Lhokseumawe — Satuan Polisi Perairan dan Udara (Sat Pol Airud) Polres Lhokseumawe melaksanakan patroli dialogis di kawasan pesisir Desa Pusong Lama, Kecamatan Banda Sakti, Kota Lhokseumawe, Minggu (25/1/2026).

Kegiatan yang dimulai sekitar pukul 10.30 WIB tersebut dilaksanakan oleh dua personel Sat Pol Airud Polres Lhokseumawe sebagai langkah preventif untuk menjaga situasi keamanan dan ketertiban masyarakat (kamtibmas) di wilayah pesisir, sekaligus memberikan edukasi keselamatan kepada nelayan dan masyarakat setempat.

Dalam patroli tersebut, personel Sat Pol Airud menyampaikan imbauan kepada masyarakat pesisir agar senantiasa menjaga kebersihan lingkungan, tidak membuang sampah sembarangan, serta ikut berperan aktif menciptakan lingkungan pesisir yang sehat dan nyaman.

Selain itu, petugas juga mengingatkan para nelayan untuk selalu memperhatikan perubahan cuaca dan tidak memaksakan diri melaut apabila kondisi cuaca sedang tidak bersahabat, guna mencegah terjadinya kecelakaan laut.

Kapolres Lhokseumawe AKBP Dr.

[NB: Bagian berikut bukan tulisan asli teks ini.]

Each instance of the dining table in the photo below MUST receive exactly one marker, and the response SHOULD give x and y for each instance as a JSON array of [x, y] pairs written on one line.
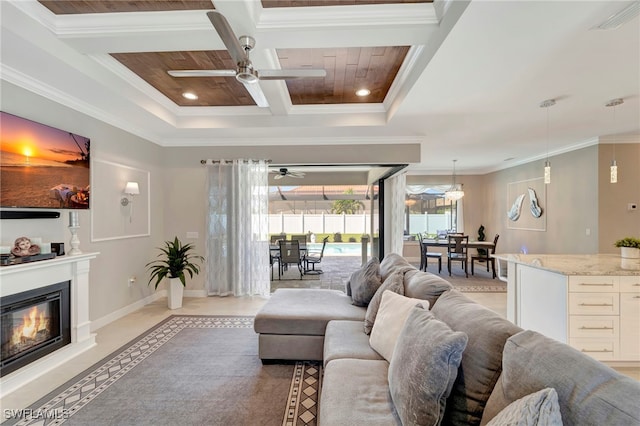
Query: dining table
[[487, 245]]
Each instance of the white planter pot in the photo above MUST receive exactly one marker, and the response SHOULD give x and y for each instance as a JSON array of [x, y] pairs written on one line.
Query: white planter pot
[[174, 296], [630, 252]]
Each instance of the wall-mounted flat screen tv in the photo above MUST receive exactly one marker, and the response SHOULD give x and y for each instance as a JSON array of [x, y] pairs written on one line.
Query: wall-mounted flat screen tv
[[41, 166]]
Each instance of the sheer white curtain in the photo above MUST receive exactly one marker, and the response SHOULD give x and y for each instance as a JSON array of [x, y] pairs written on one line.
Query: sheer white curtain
[[395, 190], [237, 250]]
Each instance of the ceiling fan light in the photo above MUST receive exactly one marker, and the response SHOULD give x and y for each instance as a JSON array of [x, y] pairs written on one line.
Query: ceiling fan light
[[246, 77]]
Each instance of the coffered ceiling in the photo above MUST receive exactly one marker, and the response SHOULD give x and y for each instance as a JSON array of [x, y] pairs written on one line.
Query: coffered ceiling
[[464, 79]]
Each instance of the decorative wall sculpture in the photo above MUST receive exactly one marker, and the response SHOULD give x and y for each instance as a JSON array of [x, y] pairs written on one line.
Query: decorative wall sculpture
[[517, 192]]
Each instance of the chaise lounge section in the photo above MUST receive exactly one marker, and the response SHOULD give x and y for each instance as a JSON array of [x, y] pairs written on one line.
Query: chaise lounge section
[[485, 370]]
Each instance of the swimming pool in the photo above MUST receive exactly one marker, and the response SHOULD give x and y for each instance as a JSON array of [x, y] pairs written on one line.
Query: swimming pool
[[339, 249]]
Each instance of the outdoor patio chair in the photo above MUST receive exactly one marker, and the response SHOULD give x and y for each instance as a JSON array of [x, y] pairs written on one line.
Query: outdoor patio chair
[[289, 254], [313, 258]]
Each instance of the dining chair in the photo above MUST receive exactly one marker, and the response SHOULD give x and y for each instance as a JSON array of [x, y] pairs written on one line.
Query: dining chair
[[289, 254], [486, 257], [314, 258], [457, 250], [425, 254]]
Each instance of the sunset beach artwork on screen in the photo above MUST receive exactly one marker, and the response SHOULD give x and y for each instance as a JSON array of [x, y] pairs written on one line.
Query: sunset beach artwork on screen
[[41, 166]]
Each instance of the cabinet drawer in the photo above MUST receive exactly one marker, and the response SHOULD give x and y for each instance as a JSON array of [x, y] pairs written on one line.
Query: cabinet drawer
[[594, 304], [600, 349], [594, 326], [593, 283], [630, 284]]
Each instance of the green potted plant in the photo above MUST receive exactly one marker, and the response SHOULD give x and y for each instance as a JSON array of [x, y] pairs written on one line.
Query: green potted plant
[[629, 247], [176, 260]]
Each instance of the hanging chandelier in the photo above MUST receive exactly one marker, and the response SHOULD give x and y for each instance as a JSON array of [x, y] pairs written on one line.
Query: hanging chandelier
[[547, 164], [453, 193], [613, 170]]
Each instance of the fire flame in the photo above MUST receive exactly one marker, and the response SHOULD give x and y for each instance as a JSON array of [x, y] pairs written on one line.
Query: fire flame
[[32, 322]]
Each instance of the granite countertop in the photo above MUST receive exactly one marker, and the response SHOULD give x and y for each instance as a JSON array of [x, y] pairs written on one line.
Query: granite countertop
[[577, 264]]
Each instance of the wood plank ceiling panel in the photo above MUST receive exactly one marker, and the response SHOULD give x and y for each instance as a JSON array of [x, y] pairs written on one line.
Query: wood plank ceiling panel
[[211, 91], [348, 69], [74, 7], [310, 3]]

Ahzan, S.H., S.I.K., M.S.M., M.H., melalui Kasat Pol Airud Polres Lhokseumawe AKP Edwin, mengatakan bahwa patroli dialogis ini merupakan bentuk kehadiran Polri dalam memberikan rasa aman serta perlindungan kepada masyarakat pesisir.

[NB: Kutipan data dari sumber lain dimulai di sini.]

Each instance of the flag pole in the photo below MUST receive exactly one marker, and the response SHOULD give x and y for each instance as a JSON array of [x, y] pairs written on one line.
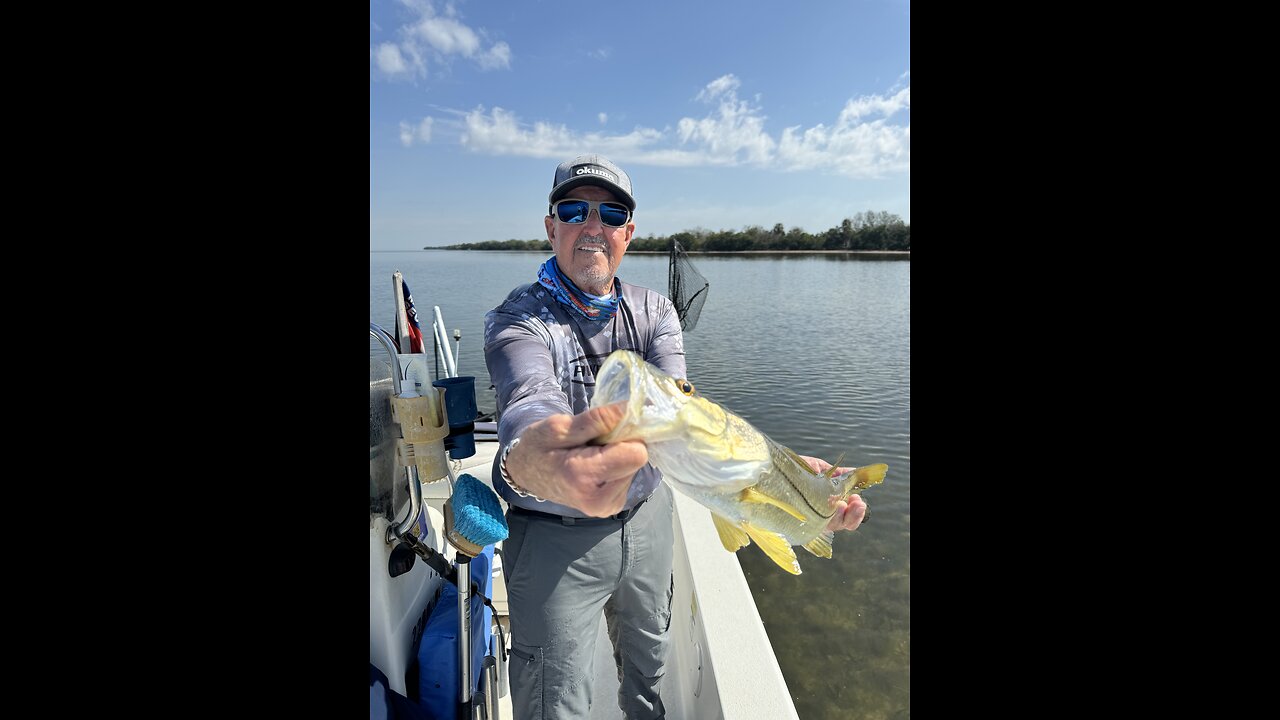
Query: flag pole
[[402, 338]]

“Melalui patroli dialogis ini, kami mengimbau nelayan agar selalu mengutamakan keselamatan saat melaut, terutama dengan memperhatikan kondisi cuaca. Kami juga mengajak masyarakat pesisir untuk segera melaporkan apabila terdapat gangguan kamtibmas atau aksi premanisme di lingkungan sekitar,” ujarnya.

Patroli dialogis ini juga bertujuan untuk mengantisipasi potensi aksi premanisme yang dapat mengganggu aktivitas nelayan maupun masyarakat pesisir. Warga diimbau agar tidak ragu berkoordinasi dengan Sat Pol Airud Polres Lhokseumawe apabila membutuhkan bantuan kepolisian.

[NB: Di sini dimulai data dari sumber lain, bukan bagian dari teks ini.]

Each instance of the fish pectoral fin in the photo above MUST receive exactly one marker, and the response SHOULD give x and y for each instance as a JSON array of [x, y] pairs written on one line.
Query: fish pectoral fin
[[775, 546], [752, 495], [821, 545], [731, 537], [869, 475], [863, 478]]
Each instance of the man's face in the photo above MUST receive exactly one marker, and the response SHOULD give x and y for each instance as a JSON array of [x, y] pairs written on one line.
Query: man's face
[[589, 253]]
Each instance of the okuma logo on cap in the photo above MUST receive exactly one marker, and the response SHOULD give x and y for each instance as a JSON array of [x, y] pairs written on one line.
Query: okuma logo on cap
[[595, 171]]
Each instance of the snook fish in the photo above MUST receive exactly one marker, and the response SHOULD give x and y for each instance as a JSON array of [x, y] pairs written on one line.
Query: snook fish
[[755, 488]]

Dengan adanya kegiatan ini, diharapkan masyarakat yang beraktivitas di kawasan pesisir Pusong Lama dapat merasa lebih aman dan terlindungi, serta terjalin komunikasi yang baik antara kepolisian dan masyarakat.

Kegiatan patroli dialogis berlangsung aman, tertib, dan mendapat respons positif dari nelayan serta masyarakat pesisir setempat.